In my presentation, I review the general strategies for approaching this complex topic as well as the importance of communicating effectively to your patients about what is realistic and what we need to do to consider it.
In general, the evidence for de-escalation exists to support reducing the intensity of our therapy in patients who have achieved stable remission for at least six months or a year. A classic example of this that you all know about is when we use steroids to induce remission.
Of course, we then move to a steroid-sparing maintenance strategy. We remove the steroids as a way to de-escalate in that situation. We have in fact learned how to do this effectively by using markers of active disease.
For example, knowing that a fecal calprotectin has normalized or near normalized tells us that is safe to rapidly remove steroids. Thinking about our other therapies, we have to consider what the evidence says as well as the practical reality that we haven't cured IBD yet.

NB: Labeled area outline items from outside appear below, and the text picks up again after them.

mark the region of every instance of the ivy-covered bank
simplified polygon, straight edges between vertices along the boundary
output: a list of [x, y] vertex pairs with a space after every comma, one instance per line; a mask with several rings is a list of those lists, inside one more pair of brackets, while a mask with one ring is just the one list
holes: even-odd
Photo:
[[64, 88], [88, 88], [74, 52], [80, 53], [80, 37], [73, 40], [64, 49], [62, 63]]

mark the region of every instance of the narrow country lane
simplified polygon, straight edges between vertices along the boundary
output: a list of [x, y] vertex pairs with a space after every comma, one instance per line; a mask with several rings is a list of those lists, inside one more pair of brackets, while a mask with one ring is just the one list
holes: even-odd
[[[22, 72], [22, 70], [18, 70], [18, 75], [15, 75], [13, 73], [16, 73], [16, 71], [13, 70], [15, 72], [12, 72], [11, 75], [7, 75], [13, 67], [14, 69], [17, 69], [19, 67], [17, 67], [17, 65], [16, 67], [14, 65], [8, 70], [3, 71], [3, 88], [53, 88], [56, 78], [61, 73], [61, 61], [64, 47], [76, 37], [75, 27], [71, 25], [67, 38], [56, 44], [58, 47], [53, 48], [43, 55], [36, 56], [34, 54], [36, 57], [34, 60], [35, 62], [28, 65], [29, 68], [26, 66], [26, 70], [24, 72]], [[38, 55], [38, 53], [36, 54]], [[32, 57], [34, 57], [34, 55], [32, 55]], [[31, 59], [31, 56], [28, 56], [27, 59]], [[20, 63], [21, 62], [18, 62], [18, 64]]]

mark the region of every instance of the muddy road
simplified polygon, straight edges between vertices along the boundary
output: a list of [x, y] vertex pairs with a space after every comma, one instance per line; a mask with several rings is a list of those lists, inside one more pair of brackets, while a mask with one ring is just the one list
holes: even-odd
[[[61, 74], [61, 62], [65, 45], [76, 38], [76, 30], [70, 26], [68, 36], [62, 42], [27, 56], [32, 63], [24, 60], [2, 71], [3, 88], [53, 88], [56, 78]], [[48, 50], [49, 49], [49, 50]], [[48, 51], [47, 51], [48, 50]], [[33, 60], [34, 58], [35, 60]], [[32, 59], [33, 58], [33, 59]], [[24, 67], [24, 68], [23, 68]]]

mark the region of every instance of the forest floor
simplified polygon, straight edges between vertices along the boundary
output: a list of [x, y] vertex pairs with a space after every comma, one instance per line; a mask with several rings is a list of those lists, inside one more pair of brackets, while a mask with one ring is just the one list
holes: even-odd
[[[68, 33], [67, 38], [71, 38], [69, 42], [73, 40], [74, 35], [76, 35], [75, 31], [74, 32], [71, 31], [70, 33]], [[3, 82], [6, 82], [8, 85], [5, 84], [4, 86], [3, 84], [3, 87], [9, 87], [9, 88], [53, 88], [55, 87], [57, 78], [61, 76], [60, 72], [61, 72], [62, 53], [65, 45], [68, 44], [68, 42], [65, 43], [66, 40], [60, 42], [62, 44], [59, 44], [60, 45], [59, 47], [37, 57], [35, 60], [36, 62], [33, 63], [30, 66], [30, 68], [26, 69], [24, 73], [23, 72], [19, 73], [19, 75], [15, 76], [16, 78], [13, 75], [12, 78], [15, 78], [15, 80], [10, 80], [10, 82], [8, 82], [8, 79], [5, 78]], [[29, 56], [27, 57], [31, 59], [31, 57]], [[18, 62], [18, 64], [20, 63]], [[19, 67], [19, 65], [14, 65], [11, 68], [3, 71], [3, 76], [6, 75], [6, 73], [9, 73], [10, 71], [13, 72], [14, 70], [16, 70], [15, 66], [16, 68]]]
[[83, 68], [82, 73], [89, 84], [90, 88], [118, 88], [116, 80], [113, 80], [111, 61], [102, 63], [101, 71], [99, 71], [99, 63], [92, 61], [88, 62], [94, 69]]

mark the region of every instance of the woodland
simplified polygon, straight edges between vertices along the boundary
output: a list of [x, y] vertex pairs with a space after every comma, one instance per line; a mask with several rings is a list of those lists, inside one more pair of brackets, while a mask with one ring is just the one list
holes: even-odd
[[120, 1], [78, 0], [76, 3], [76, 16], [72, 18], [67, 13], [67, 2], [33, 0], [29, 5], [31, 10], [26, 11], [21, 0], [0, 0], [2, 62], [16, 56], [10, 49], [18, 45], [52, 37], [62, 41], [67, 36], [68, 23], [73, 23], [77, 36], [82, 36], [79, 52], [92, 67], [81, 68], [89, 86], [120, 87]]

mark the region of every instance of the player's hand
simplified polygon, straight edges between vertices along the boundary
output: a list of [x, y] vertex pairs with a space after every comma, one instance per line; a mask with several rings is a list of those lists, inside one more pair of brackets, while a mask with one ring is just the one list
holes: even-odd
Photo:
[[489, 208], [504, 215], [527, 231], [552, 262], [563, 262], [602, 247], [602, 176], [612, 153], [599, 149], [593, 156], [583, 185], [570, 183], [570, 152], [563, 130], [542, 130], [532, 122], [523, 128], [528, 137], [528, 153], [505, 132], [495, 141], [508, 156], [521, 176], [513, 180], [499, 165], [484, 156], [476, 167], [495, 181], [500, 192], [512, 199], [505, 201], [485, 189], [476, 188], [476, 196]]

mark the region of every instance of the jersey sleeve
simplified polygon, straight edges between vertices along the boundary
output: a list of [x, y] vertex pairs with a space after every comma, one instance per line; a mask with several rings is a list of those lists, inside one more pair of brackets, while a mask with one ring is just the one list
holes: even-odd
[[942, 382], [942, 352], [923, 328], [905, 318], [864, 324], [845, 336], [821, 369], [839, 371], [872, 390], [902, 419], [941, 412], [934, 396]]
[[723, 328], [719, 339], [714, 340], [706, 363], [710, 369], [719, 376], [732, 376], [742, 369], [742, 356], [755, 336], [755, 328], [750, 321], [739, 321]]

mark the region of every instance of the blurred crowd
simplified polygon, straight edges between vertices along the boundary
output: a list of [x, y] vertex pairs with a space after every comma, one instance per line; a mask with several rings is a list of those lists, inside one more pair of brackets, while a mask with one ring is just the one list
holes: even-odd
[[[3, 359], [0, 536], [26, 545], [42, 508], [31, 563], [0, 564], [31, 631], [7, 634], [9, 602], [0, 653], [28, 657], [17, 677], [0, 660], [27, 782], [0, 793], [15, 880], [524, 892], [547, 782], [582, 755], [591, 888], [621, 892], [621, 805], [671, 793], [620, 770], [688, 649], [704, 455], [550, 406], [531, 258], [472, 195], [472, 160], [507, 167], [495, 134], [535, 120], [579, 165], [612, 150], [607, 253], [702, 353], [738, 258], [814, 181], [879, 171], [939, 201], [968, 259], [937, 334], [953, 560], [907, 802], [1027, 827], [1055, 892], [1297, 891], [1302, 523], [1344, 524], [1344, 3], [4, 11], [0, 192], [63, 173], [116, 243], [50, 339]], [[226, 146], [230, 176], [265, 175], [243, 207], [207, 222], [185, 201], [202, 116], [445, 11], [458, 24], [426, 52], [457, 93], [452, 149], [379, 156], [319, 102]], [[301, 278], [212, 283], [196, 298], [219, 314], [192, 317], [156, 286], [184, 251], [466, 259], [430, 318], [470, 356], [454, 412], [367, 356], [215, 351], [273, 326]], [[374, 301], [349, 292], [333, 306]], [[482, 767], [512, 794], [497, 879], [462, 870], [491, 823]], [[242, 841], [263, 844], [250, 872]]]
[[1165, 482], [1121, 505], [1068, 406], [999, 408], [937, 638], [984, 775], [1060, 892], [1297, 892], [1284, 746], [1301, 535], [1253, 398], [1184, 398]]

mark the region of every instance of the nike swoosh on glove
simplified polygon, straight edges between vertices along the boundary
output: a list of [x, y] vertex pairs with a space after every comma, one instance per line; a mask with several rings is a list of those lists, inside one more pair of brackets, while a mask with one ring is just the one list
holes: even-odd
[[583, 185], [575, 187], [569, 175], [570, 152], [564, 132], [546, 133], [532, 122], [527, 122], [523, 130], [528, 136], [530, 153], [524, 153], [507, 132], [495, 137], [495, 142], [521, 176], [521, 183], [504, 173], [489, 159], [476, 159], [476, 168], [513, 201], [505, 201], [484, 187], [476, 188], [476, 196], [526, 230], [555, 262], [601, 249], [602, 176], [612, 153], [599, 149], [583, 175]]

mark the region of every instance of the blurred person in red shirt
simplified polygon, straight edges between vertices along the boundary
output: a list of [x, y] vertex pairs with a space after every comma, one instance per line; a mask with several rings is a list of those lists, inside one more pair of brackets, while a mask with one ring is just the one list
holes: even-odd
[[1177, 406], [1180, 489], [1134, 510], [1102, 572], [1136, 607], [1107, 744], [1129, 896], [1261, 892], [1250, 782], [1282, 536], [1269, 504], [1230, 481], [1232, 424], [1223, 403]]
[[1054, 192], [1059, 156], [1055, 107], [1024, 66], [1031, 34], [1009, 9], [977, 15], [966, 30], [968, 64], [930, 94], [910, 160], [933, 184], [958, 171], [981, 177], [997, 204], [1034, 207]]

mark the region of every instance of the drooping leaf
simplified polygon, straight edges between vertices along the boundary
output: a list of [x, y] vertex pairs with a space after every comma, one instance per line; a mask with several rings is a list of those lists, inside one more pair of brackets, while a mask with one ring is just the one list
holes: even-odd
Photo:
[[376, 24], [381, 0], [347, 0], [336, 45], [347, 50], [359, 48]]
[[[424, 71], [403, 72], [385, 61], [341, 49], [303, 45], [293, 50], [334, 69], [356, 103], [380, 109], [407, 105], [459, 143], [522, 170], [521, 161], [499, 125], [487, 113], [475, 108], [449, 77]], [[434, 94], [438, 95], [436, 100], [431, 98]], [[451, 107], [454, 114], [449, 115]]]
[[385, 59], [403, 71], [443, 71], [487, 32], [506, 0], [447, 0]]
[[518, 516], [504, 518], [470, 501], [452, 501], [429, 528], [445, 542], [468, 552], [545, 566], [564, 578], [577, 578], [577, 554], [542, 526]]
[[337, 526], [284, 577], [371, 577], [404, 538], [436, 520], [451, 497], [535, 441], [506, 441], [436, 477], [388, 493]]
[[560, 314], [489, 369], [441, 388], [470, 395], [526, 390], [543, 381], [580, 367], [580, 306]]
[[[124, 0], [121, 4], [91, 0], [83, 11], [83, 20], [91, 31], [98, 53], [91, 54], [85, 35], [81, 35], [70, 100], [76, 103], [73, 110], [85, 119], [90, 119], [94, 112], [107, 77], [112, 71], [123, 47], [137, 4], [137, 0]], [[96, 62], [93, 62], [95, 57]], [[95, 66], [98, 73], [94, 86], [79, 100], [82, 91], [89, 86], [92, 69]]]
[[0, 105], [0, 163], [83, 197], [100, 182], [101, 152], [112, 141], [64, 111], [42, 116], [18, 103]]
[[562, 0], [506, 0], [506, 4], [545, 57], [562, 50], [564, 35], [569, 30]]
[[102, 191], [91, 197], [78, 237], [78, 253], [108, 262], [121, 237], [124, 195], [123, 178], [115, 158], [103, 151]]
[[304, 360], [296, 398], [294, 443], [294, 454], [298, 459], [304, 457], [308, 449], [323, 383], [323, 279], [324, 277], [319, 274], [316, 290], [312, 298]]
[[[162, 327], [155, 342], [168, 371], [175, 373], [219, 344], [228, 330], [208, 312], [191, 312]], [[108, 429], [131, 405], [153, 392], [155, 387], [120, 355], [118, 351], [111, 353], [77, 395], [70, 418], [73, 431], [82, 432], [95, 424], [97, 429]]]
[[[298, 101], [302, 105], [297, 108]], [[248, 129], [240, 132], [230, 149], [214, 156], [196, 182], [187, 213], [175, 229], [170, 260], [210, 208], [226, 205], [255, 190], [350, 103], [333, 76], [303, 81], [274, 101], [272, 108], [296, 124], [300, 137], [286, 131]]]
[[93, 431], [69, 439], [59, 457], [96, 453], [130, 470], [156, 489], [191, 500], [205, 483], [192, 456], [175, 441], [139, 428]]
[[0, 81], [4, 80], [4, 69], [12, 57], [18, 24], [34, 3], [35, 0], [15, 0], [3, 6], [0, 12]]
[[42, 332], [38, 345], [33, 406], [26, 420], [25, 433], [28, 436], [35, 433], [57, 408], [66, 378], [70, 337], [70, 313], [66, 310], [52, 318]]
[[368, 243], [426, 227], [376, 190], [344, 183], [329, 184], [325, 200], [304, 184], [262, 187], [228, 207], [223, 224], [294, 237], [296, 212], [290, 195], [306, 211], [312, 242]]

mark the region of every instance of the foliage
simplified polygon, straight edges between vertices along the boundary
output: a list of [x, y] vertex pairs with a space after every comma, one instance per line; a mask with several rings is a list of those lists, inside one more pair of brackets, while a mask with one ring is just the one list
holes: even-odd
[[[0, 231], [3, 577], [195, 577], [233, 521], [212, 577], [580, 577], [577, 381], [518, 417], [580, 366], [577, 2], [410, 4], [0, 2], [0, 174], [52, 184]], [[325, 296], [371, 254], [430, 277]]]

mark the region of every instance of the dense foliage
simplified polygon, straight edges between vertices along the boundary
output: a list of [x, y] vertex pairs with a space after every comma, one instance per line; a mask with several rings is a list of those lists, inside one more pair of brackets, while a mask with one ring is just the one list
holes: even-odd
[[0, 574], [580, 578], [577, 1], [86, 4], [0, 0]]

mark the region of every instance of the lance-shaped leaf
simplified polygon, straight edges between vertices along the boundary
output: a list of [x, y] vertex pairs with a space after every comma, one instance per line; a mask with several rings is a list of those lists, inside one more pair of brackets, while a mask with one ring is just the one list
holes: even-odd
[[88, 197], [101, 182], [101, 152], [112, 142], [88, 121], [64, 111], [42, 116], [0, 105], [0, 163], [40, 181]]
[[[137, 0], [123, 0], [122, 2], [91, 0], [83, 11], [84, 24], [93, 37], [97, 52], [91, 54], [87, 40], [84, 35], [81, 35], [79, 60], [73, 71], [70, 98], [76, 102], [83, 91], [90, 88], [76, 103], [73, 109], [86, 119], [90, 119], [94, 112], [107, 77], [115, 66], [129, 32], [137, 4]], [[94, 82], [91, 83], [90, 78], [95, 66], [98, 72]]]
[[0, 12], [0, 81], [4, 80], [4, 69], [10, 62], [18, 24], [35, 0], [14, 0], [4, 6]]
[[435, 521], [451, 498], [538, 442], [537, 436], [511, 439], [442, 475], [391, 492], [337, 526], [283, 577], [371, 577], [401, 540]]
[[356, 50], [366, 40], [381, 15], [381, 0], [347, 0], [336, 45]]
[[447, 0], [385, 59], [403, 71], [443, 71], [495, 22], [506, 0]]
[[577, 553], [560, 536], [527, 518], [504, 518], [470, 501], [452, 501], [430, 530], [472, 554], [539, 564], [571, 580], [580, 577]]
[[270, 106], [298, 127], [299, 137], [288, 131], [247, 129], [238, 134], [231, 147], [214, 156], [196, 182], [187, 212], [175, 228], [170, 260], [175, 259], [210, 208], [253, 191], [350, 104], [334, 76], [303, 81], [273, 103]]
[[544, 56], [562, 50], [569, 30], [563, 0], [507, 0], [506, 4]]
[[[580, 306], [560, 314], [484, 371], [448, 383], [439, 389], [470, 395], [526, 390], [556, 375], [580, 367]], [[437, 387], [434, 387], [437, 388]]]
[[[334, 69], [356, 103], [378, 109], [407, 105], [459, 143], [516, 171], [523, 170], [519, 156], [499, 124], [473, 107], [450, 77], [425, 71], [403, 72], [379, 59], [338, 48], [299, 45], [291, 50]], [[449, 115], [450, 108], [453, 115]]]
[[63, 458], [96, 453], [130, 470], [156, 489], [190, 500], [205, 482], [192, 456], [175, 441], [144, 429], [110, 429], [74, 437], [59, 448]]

We have some data that exists that suggests that, for example, inducing remission with higher doses of mesalamine can be safely reduced to a lower dose of mesalamine when the patient has achieved mucosal healing or at least endoscopic improvement of their bowel. This was published in a phase 4 open-label study, and I review the data in my postgraduate presentation.
Considering our biological therapies, as well as immunomodulators, we have additional data that suggests that patients who have achieved remission and are in stable, deep remission for at least 1 year might be candidates for the removal of the immunomodulator, provided that you accurately measure the drug level before you do so and know what is likely to happen to the biologic therapy after an immunomodulator is discontinued.
For example, the biological therapies of anti-TNF will have a drop in their level when you remove the thiopurine or the methotrexate that's being used in combination. An important strategy to any de-escalation plan is monitoring your patient after you do so.
Monitoring includes assessing their symptoms, but better than that is to use biochemical markers or stool markers which will predate clinical relapse. You'll know then that the patient is already starting to have a problem, and you should have a rescue strategy in place.
In my presentation, I review all of these data as well as some general recommendations, and I think it's a practical approach to this very common scenario. Thank you.